Based on the Latin source of the word (caput = head), Beuys defined capital as the mental creative abilities of people, which he reduced to the provocative formula “art=capital.” As he noted in a 1984 interview:



“This economic system, which relates to this [expanded definition of art] and is impelled by it, will change its form. And a monetary economy – which brings us right back to the concept of capital – a monetary exchange economy that degrades human dignity to a commodity for money – an important point in Marx – would change into an economy in which human ability is the sole capital. And when this matter has been taken care of… then money would disappear as the economic value and shift to this area and become a legal regulative, a legal document.”



There emerged in this connection various works, mostly editions, such as banknotes bearing the formula “Kunst=Kapital”, which qualified the overwhelming dominance of money. Beuys understood human beings as historically determined, but not necessarily bound by economic conditions and their environment. Rather, in his view, people shaped history. For Beuys, economic processes were the results of free men, of their creative activity.

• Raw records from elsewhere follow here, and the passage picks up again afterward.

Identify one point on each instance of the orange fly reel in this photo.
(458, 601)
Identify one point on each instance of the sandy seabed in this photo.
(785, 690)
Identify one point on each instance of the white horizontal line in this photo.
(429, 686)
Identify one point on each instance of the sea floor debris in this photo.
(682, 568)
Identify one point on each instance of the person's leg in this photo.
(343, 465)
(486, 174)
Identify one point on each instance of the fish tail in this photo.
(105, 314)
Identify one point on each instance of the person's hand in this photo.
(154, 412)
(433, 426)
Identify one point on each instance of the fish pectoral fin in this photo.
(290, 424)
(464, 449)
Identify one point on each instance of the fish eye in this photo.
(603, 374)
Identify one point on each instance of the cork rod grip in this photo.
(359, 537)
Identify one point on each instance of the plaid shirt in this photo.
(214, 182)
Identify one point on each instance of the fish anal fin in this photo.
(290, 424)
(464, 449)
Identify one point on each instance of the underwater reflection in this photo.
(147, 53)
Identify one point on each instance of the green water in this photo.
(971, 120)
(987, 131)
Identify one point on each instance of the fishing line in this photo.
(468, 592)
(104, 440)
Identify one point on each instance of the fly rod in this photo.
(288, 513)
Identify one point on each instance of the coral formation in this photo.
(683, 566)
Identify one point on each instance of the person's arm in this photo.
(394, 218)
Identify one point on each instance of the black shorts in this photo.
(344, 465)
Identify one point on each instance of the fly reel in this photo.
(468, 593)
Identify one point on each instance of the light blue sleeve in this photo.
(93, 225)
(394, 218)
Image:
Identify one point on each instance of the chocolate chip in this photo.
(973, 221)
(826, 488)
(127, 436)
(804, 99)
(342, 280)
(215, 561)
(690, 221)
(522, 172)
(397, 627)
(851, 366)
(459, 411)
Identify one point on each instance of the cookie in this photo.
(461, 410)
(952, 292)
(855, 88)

A meeting with the economic theorist and anthroposophist Wilhelm Schmundt in 1973 in Achberg, and his theories on the concept of capital and monetary circulation, lastingly influenced Beuys’s thinking about “economic values”. Beuys and Schmundt proceeded from Rudolf Steiner’s three-part social organism, in which the State had merely to guarantee equality before the law, while the intellectual life and economy were to be left up to free individuals independent of the State. Beuys’s entire oeuvre, including his enigmatic performances, were aimed at a complete change of thought and thus of all societal relations.